Since the introduction of our MSF discharge team, which follows up on patients in the community, the number of people seen at the out-patient department at the hospital has reduced – this is because many patients are being seen at their local clinics instead. As MSF, we trained clinic nurses to provide treatment and care to patients with mental illness, so part of my job is coaching and mentoring them. For example, when we visit the clinics we give nurses the chance to review patients in our presence so that we can assess how they’re doing and if there are any areas where they need assistance.
Norman prepares medications before a visit to the local clinics. Photo: David Brazier / MSF
Working with mental health patients gives me gratification. This is the most neglected area which many health workers do not desire to venture into. There is stigma even among health professionals.
I have seen many patients who are now engaged in work. Some are doing their self-help projects and some are employed as professionals. That actually motivates me.
There is stigma even among health professionals
There is a lady who was admitted at Harare Central psychiatric unit who was suffering from bipolar affective disorder. She was given leave of absence and later discharged to her local clinic. We supported her and supplied her with medication. This lady already had a degree, and after some time, she got employment and she is now working. We met her recently and she was really grateful about the work the discharge team, and MSF more generally is doing. She is living like any other person and supporting herself. That is something that gives me pleasure.
The challenges that we encounter as the discharge team include staff shortage at the clinics. Patients sometimes can’t get the medication they need if we do not have them on our caseload as the discharge team. Some medications are not available at the clinic. Some patients are not employed so it is difficult for them to buy medication on their own and they relapse.
Photo: David Brazier / MSF
We are also noticing the substance abuse is increasing in the community. If we analyse the number of diagnosis of patients we receive at Harare psychiatric unit, the majority of them have something to do with substance abuse disorders.
When the discharge activities were first introduced, there was resistance at the clinics towards mental health because mental health was not prioritized instead, preference was given to other conditions like HIV, TB, antenatal care (ANC), malaria etc. The situation has changed now. We feel like we are part of the team.
We feel like we are part of the team
Another challenge is that, relatives who do not understand mental illness stigmatise patients.
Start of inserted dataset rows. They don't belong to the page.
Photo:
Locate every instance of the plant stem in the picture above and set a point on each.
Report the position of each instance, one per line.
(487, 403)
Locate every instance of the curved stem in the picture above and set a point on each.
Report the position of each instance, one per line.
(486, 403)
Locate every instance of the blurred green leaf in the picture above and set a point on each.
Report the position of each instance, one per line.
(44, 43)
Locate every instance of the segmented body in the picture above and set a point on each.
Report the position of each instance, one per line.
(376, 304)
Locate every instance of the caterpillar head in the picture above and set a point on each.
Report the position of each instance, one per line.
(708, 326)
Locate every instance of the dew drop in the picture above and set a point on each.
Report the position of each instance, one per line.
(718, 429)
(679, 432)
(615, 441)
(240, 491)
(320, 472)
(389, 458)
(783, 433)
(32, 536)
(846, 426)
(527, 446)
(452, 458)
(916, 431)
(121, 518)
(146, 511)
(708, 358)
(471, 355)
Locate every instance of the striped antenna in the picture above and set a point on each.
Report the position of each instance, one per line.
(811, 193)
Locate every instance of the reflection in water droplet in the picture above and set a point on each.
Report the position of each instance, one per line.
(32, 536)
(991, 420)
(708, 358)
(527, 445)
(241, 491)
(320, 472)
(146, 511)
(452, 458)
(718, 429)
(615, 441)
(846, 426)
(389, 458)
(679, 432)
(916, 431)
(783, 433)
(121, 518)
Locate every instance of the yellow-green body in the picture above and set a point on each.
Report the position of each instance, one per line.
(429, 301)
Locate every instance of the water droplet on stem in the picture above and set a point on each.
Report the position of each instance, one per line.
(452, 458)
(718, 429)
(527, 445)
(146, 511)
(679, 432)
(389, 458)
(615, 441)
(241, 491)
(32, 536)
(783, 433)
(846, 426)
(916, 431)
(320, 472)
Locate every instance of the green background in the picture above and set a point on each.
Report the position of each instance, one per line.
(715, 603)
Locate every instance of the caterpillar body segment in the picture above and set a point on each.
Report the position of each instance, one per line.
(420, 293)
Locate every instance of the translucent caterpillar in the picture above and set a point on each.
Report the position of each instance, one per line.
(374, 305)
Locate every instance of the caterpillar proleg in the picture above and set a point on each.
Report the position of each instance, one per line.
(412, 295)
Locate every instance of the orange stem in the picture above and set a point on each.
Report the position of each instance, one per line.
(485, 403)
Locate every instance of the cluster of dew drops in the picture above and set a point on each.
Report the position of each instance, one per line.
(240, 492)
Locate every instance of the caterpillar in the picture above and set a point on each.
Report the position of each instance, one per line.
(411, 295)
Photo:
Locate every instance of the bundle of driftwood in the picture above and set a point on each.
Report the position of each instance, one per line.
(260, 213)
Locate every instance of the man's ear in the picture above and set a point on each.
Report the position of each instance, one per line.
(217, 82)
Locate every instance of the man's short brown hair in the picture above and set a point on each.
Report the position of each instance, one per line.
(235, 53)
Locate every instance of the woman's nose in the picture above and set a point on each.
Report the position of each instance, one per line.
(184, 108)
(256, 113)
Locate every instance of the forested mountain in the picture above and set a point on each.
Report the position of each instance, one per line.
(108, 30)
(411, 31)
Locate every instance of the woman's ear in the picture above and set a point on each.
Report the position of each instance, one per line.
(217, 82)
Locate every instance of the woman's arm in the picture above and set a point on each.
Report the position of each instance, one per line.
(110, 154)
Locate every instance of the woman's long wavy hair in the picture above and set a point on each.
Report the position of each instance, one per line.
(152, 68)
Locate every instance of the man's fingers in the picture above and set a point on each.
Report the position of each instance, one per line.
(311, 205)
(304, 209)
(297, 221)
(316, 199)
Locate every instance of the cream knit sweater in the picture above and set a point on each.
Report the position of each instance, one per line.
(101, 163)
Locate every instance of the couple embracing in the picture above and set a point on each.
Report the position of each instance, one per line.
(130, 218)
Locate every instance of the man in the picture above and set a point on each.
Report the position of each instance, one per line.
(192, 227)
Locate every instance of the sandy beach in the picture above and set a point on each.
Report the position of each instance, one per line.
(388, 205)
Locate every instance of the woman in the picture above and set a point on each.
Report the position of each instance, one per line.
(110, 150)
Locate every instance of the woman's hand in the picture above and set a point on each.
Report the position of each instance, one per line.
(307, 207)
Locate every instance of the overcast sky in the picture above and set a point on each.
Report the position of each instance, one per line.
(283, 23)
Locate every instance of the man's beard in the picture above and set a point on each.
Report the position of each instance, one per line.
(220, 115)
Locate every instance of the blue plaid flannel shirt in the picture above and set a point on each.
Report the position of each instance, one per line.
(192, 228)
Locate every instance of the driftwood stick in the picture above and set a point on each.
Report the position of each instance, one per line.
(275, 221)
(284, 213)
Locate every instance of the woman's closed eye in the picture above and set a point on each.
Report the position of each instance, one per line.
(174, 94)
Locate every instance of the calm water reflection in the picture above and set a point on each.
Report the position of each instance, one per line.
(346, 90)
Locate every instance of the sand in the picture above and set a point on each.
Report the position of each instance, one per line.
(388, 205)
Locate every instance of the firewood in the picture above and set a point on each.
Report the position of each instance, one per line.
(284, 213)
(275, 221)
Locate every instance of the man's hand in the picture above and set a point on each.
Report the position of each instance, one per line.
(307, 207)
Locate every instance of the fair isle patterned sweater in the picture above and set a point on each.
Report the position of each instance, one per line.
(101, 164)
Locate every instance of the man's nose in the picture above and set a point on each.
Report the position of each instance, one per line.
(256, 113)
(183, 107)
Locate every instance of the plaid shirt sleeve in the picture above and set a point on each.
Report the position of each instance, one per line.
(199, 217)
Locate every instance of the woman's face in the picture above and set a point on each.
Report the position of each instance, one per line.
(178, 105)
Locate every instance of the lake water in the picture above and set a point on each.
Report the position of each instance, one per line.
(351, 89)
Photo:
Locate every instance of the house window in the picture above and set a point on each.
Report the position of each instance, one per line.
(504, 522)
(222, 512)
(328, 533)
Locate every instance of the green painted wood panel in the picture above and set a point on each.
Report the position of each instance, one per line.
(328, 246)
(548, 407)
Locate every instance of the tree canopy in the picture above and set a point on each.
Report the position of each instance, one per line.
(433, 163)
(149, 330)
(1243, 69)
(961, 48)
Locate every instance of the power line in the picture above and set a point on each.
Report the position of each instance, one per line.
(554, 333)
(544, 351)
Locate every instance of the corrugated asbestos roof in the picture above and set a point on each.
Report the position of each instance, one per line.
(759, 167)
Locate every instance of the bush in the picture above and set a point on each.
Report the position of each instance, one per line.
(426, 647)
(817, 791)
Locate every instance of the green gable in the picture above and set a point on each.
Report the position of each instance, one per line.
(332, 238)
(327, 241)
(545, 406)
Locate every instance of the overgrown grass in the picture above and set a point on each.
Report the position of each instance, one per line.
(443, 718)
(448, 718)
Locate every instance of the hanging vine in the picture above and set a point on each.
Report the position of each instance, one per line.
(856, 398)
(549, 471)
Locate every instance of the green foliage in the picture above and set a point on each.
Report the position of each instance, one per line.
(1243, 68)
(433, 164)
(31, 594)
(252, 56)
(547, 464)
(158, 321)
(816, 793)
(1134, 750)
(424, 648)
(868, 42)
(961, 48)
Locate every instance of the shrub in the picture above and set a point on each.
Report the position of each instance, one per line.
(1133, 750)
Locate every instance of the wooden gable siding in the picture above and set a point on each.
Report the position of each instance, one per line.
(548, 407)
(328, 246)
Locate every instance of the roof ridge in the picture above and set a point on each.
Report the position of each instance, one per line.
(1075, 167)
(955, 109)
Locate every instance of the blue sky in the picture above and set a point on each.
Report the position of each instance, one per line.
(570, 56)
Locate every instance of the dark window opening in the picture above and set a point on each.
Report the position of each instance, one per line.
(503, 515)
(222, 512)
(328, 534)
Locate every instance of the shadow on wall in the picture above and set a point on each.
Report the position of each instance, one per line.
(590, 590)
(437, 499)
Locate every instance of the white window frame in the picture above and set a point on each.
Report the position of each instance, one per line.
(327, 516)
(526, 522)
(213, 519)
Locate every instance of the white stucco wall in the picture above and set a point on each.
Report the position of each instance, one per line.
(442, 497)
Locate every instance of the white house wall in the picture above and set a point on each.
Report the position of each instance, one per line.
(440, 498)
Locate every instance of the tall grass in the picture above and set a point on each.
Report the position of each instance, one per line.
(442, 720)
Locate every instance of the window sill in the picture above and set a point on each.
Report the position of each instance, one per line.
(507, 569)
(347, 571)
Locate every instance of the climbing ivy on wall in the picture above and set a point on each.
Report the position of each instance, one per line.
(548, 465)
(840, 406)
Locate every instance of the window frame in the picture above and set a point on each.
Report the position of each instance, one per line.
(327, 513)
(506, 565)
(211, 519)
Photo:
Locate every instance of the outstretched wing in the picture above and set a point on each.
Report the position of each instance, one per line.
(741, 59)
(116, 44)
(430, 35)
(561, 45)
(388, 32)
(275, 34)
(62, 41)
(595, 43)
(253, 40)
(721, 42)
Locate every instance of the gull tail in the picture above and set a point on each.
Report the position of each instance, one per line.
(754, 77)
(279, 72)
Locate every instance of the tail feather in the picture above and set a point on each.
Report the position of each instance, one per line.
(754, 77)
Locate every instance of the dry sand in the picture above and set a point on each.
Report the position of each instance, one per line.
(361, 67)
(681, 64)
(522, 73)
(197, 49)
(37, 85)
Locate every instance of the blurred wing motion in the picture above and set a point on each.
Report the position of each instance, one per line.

The fact that we see some patients with mental illness roaming in the streets, dirty, eating from the bins, nobody caring, is also evidence of stigma and discrimination. To combat stigma, we need to mobilise the community on mental health. Awareness campaigns should be done at all levels, from the ward, district, provincial and national level.
Mental health is a neglected condition. I feel organisations and individuals should campaign about mental health issues. There should be commitment by all ministries if we want to uplift the standards of care for mental health patients.
Mental health is directly linked to many other physical conditions. Through mental health, one could be exposed to HIV. For people with HIV, adhering closely to their drug regimen is vital so that they stay well, but mental health problems could make this difficult. So mental health is the basis of all preventive medicines in terms of physical illness.